Clausen, a Republican, is taking charge at a time when many of the 139 nations that belong to the bank are uneasy about the U.S.'s longstanding control over the institution. Ever since 1944, when the World Bank and the International Monetary Fund were jointly founded, the bank has been headed by an American and the IMF by a European. The U.S. still provides 21% of the World Bank's lending funds, but the country's foreign aid programs have not kept up with inflation in recent years. In 1970 U.S. foreign aid was, by almost any measure, one of the most generous programs in the world. But, on a per capita basis, the U.S. now ranks only an embarrassing 15th among industrialized nations in foreign aid, just ahead of Italy. Thus, to Third World nations, loans from the World Bank are now more important than ever.
The Bank's original task was to help finance the rebuilding of Europe after World War II. But over the years its focus has shifted increasingly toward Third World economic development. Last year it lent more than $12 billion to nearly 100 countries for projects such as mining, agricultural development, road building and rural electrification.
Clausen insists that the U.S. should continue to support the World Bank, if only out of self-interest. Says he: "The stronger those Third World countries become, the more they can absorb our products, and that means jobs at home." About 12% of the U.S. gross national product already depends upon foreign trade, and the figure seems certain to grow still higher by the end of the 1980s.
Even so, Clausen may still have to back off from at least some of the super-generous loan proposals made by his predecessor. Before he stepped down last month, McNamara, 65, set in motion an ambitious program to expand World Bank lending, already at $12 billion annually, to a full $30 billion by 1985, Raising that much money may simply be beyond the World Bank's powers without huge infusions of new capital from the U.S.
As Clausen knows, the key to winning renewed U.S. backing for the World Bank will be convincing the Reagan Administration that the bank will eventually expand U.S. business opportunities as well as enhance free enterprise abroad. To get that message across, Clausen plans to devote considerable time to selling the American public on the bank. Says he: "I'm going to spread the gospel about an important institution."
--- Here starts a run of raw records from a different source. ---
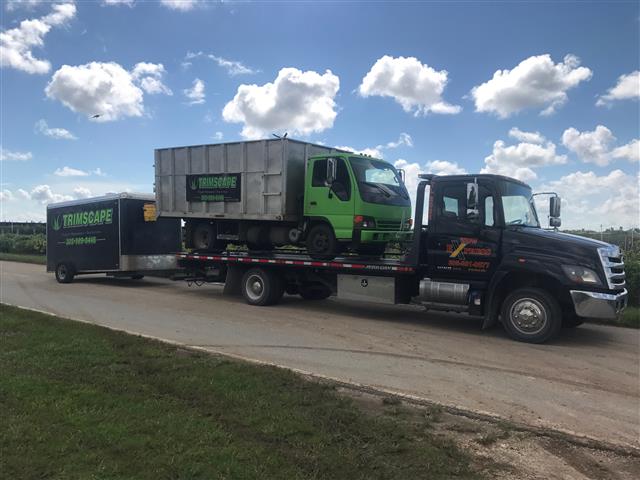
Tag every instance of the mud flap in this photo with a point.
(232, 285)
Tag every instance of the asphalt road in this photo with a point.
(586, 382)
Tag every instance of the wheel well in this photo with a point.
(516, 280)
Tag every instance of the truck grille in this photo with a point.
(388, 224)
(613, 266)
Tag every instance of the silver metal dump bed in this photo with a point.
(262, 179)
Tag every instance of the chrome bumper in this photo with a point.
(598, 305)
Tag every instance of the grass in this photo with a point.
(81, 401)
(23, 257)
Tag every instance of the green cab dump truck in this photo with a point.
(279, 192)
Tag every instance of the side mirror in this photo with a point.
(332, 166)
(554, 208)
(472, 202)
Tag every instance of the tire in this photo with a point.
(261, 287)
(314, 291)
(531, 315)
(204, 238)
(322, 243)
(64, 273)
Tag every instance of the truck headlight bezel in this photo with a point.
(582, 275)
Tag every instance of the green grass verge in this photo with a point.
(81, 401)
(23, 257)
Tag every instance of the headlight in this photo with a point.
(581, 274)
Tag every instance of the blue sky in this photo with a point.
(413, 82)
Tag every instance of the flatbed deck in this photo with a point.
(370, 265)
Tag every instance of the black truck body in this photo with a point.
(482, 252)
(116, 234)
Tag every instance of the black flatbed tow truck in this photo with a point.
(483, 252)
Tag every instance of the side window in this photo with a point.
(319, 173)
(450, 207)
(488, 211)
(452, 202)
(342, 185)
He may have trouble getting his message across in the White House. Clausen insists that the President has already assured him of support, but several high Administration officials have questioned the bank's funding. One sign of the fight awaiting Clausen in his new task is a study that has been commissioned by Treasury Under Secretary Beryl Sprinkel, a leading Administration advocate of sharply reduced federal spending. Its purpose: to see whether loans by the World Bank have tended to favor socialist countries. Says Clausen of the study: "I don't think we should have to answer any 'Have you stopped beating your wife?' questions."